Graf, A., & Wichmann, F. (2004). Insights from Machine Learning Applied to Human Visual Classification. In S. Thrun, L. Saul, & B. Schölkopf (Eds.), Advances in Neural Information Processing Systems 16: Proceedings of the 2003 Conference (pp. 905-912). Cambridge, MA, USA: MIT Press.


Cite as: https://hdl.handle.net/11858/00-001M-0000-0013-D8E9-7
Abstract
We attempt to understand visual classification in humans using both psychophysical and machine learning techniques. Frontal views of human faces were used for a gender classification task. Human subjects classified the faces and their gender judgment, reaction time and confidence rating were recorded. Several hyperplane learning algorithms were used on the same classification task using the Principal Components of the texture and flowfield representation of the faces.

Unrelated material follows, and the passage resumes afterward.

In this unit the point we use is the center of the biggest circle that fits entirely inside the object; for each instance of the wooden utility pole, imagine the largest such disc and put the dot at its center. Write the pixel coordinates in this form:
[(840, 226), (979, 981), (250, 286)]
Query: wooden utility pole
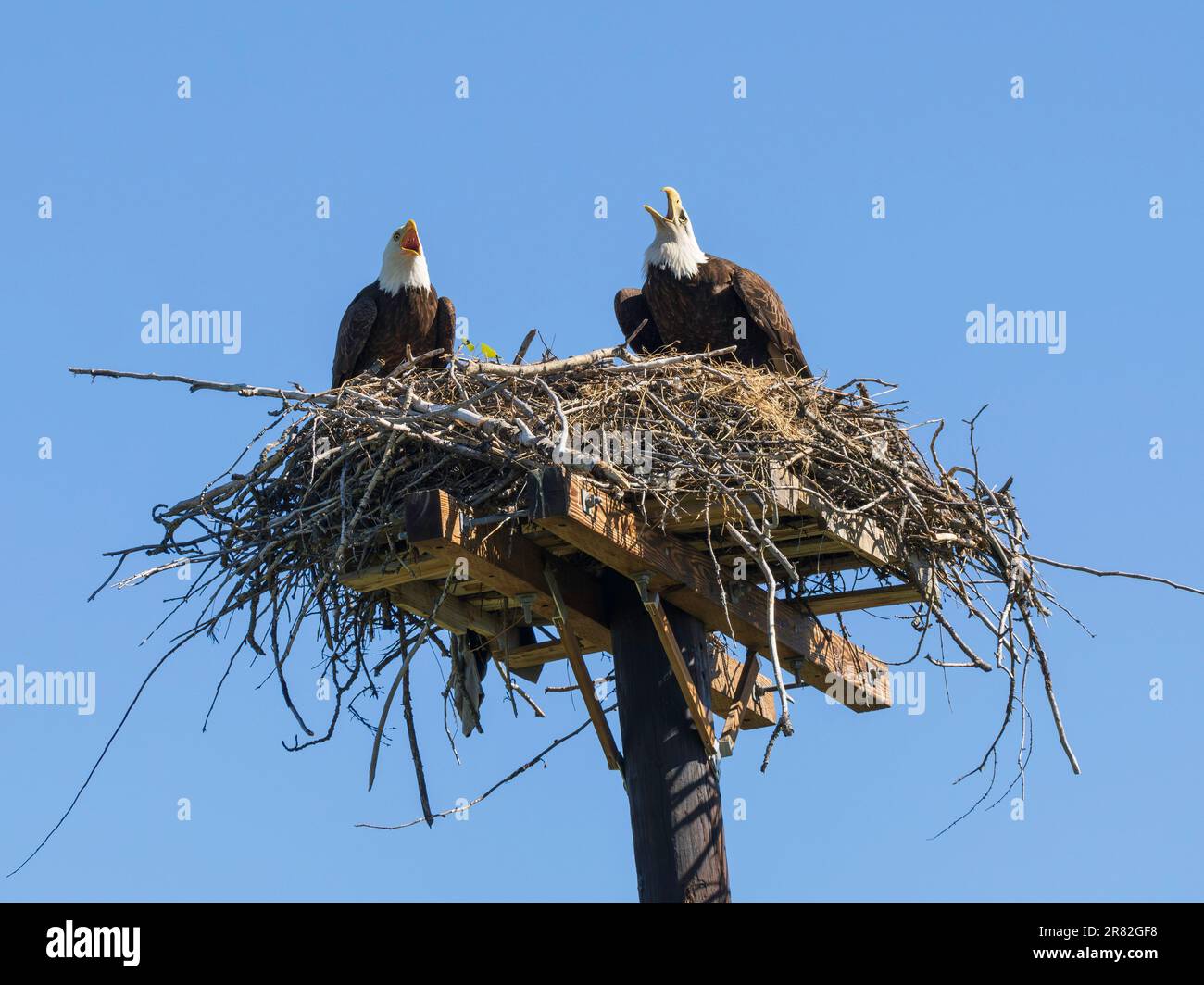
[(677, 820)]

The classification performance
of the learning algorithms was estimated using the face database with the true gender of the faces as labels, and also with the gender estimated by the subjects. We then correlated the human responses to the distance of the stimuli to the separating hyperplane of the learning algorithms. Our results suggest that human classification can be modeled by some hyperplane algorithms in the feature space we used. For classification, the brain needs more processing for stimuli close to that hyperplane than for those further away.